Stop Me if You Think You've Heard This One Before
You've got about 72 hours of summer left -- why not spend a couple minutes of it (a mere 1/2160th of the entire weekend! That's like no time at all!) reminiscing about the final week of the season? Your barbecue party will wait, trust us. Have a great holiday, and see you Tuesday!
· Forget tired sequels and reboots for franchises like Rambo, Spider-Man, Big Momma's House, or Fantastic Four -- who's ready for some Jerkin'?
· Rob Zombie, Oscar-winning production designer John Myhre, Dustin Milligan, Verge honoree Logan Lerman, and doc filmmaker Mitch McCabe all paid us a visit for an interview.
· Between this week's Mad Men recap and the tumultuous shifts in the series' power rankings, we had reason to break out our accordions: There will be a Season Four.
· Among the many ways NBC plans to become "more colorful," hiring Jenna Bush Hager was probably not one we'd have predicted.
· The bow-tie market plunged 64 percent after a sort-of contrite Chris Brown appeared on Larry King Live.
· The Academy made more rule changes to the Best Picture category. James Cameron responded by adding the showstopping Brendan Fraser to Avatar.
· True Blood got extra-complex.
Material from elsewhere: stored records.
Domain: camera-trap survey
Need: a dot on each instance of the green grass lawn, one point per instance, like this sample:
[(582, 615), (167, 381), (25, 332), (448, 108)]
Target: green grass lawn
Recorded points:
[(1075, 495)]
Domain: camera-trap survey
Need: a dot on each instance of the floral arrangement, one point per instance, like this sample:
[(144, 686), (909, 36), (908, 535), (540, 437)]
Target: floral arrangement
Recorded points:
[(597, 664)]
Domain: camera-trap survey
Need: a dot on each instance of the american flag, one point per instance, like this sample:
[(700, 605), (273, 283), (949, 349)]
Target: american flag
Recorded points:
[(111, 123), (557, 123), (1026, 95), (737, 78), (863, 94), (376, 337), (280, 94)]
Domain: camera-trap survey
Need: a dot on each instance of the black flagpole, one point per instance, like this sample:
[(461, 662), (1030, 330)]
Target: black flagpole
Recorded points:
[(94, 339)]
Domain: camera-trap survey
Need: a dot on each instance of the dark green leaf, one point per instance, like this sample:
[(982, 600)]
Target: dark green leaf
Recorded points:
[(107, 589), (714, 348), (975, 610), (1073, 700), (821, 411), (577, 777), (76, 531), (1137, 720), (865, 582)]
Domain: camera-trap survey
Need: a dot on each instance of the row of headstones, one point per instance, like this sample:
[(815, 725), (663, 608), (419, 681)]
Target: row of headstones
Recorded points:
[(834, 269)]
Weeds wound down Season Five. (But is Mary-Louis Parker winding down Weeds?)
· Mother, Trucker and The Hills made up a Two-Minute Verdict trifecta for the ages.
· In anticipation of The Real L Word, we counted down the five reality-TV lesbians to beat.
· You can bet that neither Avril Lavigne nor Katy Perry will apply the same judiciousness to American Idol as we applied to Jeremy Piven's latest sushi defense.
· We discovered Megan Fox really can act -- and she doesn't even need Michael "Hitler" Bay breathing down her neck to do it.
· Whatever Mickey's doing to Spider-Man in that picture above, I hope it's not just a sick metaphor for Disney buying Marvel.